Teachers plan many exciting activities that immerse pupils in their learning. For example, some pupils had been on a 'walk through time'. This helped them to understand and remember the changes in how people lived from the stone age to the iron age.
Personal development is a strength of the school. Pupils have many opportunities for leadership. For example, they have helped to introduce healthy school dinners and they help younger pupils with reading.
Pupils learn about great role models in assemblies and by meeting exceptional visitors. They have been particularly inspired by a visit from a triathlon athlete. This helps them to understand what anyone can achieve if they try.

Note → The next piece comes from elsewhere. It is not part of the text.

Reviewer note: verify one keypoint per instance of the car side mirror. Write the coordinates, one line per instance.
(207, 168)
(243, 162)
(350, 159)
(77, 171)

The arrangements for safeguarding are effective.
All procedures for keeping pupils safe are robust. Staff and governors have frequent and up-to-date training.
Leaders take swift and appropriate action to keep pupils safe. Adults know what to look out for and report any concerns immediately.
Pupils are helped to understand and manage risks through their learning in personal, social, health and economic (PSHE) education lessons, assemblies, online safety training and in their outdoor learning activities.
The school takes the mental health and well-being of its pupils very seriously. Pupils learn to recognise their feelings and know where to seek help if they feel sad or worried.
What does the school need to do to improve?
(Information for the school and appropriate authority)
Although wider curriculum plans reflect the national curriculum content, they are at different stages of implementation.
As a result, coherent learning sequences and teachers' subject knowledge are stronger in some subjects than in others. Leaders need to continue with their plans to prioritise those subjects that have not yet been a focus for improvement. .
Pupils do not always have sufficient opportunities to practise problem-solving and reasoning tasks unaided in mathematics. As a result, too few pupils achieve the higher standard in mathematics. Leaders should ensure that pupils have opportunities to apply their mathematical knowledge to more complex tasks independently.